The session will include the following speakers:

Dr. Marije Hristova is Assistant Professor of Hispanic Cultures and Literature at Radboud University Nijmegen and a researcher in the project NECROPOL, funded by the Spanish Ministry of Science and Innovation. She is a specialist in Spanish memory cultures, transnational memories of the Spanish Civil War and the production of cultural memories after the forensic turn in Spain and in Europe.

In her presentation, she understands the Valley of the Fallen within the wider Francoist politics of remembrance. As such, it is part of a constellation of sites and places of memory marked by National Catholicism and its necropolitical culture of martyrdom. She will focus on the meaning of the Valley of the Fallen before 1975, that is, before it became to be known as ‘Franco’s grave.’

Dr. Francisco Ferrándiz is a Tenured Researcher at CSIC, and Senior Advisor in the State Secretariat for Democratic Memory, of the Ministry of the Presidency in Spain’s central government. Since 2002, he has conducted research on the politics of memory in contemporary Spain, analysing the exhumations of mass graves from the Civil War (1936‒1939). He is presently Principal Investigator (PI) of the research project The Politics of Memory Exhumations in Contemporary Spain, funded by the Spanish Ministry of Science and Innovation.

Based on long-term ethnographic research on contemporary exhumations of mass graves from the Spanish Civil War (1936-1939), his presentation explores the controversies taking shape over the Valley of the Fallen, the most conspicuous Francoist monument in contemporary Spain.
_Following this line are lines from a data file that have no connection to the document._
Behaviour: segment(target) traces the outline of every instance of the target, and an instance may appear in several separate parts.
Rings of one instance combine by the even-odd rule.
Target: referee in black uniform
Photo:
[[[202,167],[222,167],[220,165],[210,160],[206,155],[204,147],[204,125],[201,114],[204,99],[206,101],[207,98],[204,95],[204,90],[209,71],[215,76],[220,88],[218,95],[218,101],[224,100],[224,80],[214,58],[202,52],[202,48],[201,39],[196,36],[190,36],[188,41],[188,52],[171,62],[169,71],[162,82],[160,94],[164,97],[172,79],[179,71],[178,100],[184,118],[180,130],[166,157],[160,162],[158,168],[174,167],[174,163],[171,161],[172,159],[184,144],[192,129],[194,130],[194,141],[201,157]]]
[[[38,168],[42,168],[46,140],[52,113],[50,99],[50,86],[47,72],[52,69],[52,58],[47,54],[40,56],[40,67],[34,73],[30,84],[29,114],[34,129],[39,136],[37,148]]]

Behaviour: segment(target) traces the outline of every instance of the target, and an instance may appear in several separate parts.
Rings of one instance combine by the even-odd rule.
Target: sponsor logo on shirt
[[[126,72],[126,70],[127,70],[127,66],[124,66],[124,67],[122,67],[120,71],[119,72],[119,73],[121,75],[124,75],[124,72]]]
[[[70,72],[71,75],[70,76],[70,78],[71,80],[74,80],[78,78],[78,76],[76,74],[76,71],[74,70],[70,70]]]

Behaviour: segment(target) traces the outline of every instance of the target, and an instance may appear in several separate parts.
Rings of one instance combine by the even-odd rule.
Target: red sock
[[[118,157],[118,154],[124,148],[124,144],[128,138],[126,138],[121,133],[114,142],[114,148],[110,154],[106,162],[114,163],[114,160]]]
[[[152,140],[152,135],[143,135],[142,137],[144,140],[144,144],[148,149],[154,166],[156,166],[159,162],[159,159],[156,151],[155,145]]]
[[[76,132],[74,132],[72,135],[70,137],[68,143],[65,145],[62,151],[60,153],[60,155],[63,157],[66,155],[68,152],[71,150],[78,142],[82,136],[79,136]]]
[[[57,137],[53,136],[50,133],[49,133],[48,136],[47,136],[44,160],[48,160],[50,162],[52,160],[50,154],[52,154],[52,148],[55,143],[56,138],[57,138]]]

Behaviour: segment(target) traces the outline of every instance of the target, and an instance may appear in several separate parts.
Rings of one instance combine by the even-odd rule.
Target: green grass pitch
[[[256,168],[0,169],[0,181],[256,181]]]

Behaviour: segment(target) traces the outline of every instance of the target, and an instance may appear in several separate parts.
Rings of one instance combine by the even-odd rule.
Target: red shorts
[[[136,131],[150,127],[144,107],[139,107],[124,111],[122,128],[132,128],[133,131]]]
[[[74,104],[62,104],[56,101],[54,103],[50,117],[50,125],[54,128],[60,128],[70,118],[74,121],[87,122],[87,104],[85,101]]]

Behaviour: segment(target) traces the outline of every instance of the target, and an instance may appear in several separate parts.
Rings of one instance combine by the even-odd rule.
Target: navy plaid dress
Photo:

In the last few years, the Valley has come under close scrutiny and criticism, and an institutional project to significantly re-signify it, including the exhumation of the former dictator from its Basilica in late 2019, is currently underway.

Contested Histories Onsite is a joint project between the Memory Studies Association and EuroClio and is funded by the European Commission. The project aims to use historical sites representing past totalitarian regimes as a starting point for discussion with citizens about the importance of pluralism, civic rights and democratic practices.